Chapter 7. Building a Data Culture

In an environment where new capacities and tools are introduced almost daily, the limiting challenge in an organization is often harnessing these powers to drive decisions and action. While there are many good ways to structure your data personnel and their relationship to the rest of the organization, mutual understanding of needs (the organization’s) and capacities (the data team’s) are vital. In this chapter, Chris Diehl takes us into the life-and-death decisions that the U.S. military was confronting in the Iraq war; data analysis needed to be reframed, and the structures of intelligence gathering and action on the basis of that intelligence rebuilt, in order to save lives. Few other problems present this kind of urgency, but the questions that any organization needs to ask itself are the same. Mike Loukides then steps back and offers a reminder: not only do you have to ask the right questions, you have to make clear what the questions are and why they are important in order to make data analysis actionable.
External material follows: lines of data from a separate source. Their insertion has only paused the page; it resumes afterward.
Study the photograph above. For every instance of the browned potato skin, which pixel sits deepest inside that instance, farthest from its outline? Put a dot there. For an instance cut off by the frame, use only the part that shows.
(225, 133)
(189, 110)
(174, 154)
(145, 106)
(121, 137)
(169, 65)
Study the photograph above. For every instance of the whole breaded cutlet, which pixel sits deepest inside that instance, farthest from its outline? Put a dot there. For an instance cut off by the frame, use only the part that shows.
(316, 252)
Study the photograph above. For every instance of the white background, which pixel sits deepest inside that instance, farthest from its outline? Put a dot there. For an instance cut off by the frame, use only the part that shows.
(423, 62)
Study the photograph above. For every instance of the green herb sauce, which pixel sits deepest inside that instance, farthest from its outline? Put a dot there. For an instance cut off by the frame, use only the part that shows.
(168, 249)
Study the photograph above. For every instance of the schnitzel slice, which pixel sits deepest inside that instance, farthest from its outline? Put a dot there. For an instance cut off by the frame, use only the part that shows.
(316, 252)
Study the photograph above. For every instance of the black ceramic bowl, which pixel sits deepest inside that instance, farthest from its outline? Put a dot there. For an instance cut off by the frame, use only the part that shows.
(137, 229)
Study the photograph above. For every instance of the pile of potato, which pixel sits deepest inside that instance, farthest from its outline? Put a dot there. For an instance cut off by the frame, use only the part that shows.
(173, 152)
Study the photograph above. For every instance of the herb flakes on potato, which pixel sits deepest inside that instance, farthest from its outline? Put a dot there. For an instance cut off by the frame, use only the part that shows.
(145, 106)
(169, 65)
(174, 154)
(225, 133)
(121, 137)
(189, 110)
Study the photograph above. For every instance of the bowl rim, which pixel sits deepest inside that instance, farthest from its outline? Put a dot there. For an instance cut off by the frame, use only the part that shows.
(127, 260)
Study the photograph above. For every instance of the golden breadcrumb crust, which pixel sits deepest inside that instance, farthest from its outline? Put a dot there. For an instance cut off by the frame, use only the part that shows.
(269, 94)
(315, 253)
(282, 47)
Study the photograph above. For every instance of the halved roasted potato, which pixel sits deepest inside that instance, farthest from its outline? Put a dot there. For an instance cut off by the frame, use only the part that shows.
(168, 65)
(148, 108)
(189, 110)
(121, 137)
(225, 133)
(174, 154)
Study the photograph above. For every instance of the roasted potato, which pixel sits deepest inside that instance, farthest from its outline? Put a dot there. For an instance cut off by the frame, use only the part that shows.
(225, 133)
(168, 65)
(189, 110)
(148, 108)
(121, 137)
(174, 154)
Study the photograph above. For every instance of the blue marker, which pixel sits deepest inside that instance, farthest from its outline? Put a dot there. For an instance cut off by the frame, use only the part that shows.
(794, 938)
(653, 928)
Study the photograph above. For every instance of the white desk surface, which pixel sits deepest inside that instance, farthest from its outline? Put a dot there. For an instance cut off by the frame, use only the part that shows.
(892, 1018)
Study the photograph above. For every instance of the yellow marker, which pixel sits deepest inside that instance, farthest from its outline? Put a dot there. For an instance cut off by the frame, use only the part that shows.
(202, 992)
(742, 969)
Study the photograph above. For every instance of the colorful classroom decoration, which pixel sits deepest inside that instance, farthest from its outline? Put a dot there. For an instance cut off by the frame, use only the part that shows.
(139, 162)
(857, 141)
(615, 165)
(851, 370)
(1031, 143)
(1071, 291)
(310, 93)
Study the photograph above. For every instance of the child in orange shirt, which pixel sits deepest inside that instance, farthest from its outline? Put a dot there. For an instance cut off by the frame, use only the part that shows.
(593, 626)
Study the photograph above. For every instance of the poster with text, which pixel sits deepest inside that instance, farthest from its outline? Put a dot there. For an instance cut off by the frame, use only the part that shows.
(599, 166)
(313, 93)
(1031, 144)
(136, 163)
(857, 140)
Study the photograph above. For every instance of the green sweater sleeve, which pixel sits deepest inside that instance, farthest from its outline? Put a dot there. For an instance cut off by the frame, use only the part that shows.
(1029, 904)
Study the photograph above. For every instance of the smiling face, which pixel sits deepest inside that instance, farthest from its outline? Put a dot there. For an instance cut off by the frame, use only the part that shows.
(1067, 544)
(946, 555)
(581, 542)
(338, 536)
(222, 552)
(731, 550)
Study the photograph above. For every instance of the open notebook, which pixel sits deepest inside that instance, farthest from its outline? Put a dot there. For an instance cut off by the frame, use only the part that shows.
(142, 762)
Understanding the Now: The Role of Data in Adaptive Organizations

Focusing attention on the present lets organizations pursue existing opportunities as opposed to projected ones

by Chris Diehl of The Data Guild

Slow and Unaware

It was 2005. The war in Iraq was raging. Many of us in the national security R&D community were developing responses to the deadliest threat facing U.S. soldiers: the improvised explosive device (IED). From ...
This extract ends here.